Now there are research firms that do hold to the latter definition, but it’s this discrepancy between what a poll is in a basic sense and its ideal form that is often exploited for agendas.
This is how you get a journalist having a bit of fun on Twitter transformed into headlines that read “Jeremy Corbyn tops poll for best prime minister Britain never had” and a (quite absurd) integration by Kay Burley of Toby Perkins MP, with the MP rightfully pointing out that it doesn’t have merit in actual opinion polling.
To put it in more absurd terms, sometimes something like this:
Becomes a headline like this:
Of course, not every polling pitfall is as clear as that but this newsletter is designed so that with time you’ll be able to figure out beyond the headline whether a statement has any worth.
What is a good rule of thumb for thinking critically about polls?

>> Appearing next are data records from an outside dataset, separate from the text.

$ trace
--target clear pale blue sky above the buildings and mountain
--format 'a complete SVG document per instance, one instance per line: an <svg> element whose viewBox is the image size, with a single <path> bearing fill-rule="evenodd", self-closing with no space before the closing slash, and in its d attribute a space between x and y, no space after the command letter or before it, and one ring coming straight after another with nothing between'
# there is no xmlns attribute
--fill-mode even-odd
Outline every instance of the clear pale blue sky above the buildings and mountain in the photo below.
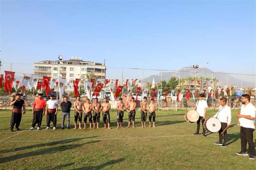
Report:
<svg viewBox="0 0 256 170"><path fill-rule="evenodd" d="M206 67L214 72L256 74L254 0L1 0L0 5L4 63L62 55L106 59L107 67L179 70L209 62ZM3 64L1 73L9 68ZM115 78L108 70L106 78Z"/></svg>

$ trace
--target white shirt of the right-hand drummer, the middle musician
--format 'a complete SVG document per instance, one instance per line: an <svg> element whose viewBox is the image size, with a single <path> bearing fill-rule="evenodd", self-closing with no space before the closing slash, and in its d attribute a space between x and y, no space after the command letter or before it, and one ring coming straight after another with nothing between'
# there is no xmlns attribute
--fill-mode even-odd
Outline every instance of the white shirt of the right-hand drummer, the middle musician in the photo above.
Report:
<svg viewBox="0 0 256 170"><path fill-rule="evenodd" d="M219 111L213 116L217 117L217 119L220 120L222 123L231 123L231 109L230 107L226 104L224 107L219 107Z"/></svg>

A good poll selects a suitable method to answer a specific question (or set of questions), and makes sure that it speaks to a representative selection of people from the group whose opinion it would like to predict.
How polls can project opinion from a 1000 person sample to a whole country has been famously described by Gallup as like checking if soup needs to be salted - you don’t have to try the whole bowl, just make sure the soup is mixed enough that your tablespoon reflects its actual taste.

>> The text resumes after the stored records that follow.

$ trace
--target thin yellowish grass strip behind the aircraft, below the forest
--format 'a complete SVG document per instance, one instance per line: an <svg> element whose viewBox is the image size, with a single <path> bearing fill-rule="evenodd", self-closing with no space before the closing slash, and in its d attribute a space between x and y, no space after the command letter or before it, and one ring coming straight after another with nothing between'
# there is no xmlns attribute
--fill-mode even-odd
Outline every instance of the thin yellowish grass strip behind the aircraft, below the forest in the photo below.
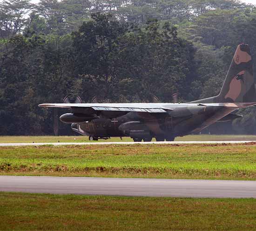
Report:
<svg viewBox="0 0 256 231"><path fill-rule="evenodd" d="M75 139L75 140L74 140ZM44 143L44 142L91 142L88 136L0 136L0 143ZM114 137L109 140L93 142L133 141L130 137ZM155 141L155 138L152 140ZM175 141L256 141L256 135L186 135L176 137Z"/></svg>

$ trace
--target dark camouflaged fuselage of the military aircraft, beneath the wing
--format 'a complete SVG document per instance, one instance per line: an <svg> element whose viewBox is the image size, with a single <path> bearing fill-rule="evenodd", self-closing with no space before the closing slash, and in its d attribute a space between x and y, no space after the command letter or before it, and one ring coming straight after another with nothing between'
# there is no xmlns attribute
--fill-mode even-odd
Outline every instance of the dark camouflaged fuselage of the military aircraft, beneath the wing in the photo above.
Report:
<svg viewBox="0 0 256 231"><path fill-rule="evenodd" d="M73 123L72 129L82 135L98 138L130 136L135 140L173 140L176 136L199 132L218 121L233 110L223 107L182 108L179 113L170 115L143 112L129 112L116 118L96 118L92 121Z"/></svg>

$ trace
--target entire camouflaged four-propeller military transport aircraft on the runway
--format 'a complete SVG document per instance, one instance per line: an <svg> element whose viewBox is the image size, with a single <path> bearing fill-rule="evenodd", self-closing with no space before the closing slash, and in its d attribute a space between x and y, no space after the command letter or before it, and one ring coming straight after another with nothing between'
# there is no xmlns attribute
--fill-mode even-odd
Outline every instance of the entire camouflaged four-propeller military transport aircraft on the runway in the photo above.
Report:
<svg viewBox="0 0 256 231"><path fill-rule="evenodd" d="M237 46L217 96L189 103L44 103L39 107L68 108L60 120L89 140L130 136L134 141L174 141L215 122L240 117L237 109L256 104L249 45Z"/></svg>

With that in mind a good way of quickly checking whether a poll might be not as accurate as it claims is going through the five Ws you were taught as a child (and the one How):
Who did they ask the questions to?
What order were the questions asked in?
When were the dates they asked these questions?
Where were the people asked?
Why are the question being asked?
How did they do it?
Not all of these questions will be relevant to every poll, and not all of the answers will give a red flag. If we take the above Dr Rob Robinson poll and do a sense-check on it we find the below answers:
Who? Random people on Twitter, most of whom probably follow Dr Rob Robinson.
What? Not relevant.
When? August 31st.
Where? Could be anywhere in the world Twitter is available.
Why? To see if people prefer pineapples or mangos.
How? Asked people on Twitter and anyone could choose to answer if they wanted - also was suggesting people vote for mango.
Just doing that alone, without any extra knowledge, we can see that this is not really something to be taken seriously.
Additionally we can see clearly that the original headline is twisting the results, saying that Dr Rob Robinson did a 12,000+ people survey on the nation’s favourite fruit, when really he was asking whether his followers (who could be anywhere in the world) preferred pineapples or mangos.
A lot of polling companies provide tables that can make answering these questions easier. In the UK these are a bit more straightforward to access than a lot of other countries as the British Polling Council (a voluntary association of market research companies that produce opinion polls) requires its members to publish tables within two working days of their results being shared in public. However most reputable polling agencies will have an Archives page where you can download an excel file or equivalent that clearly details the methodology.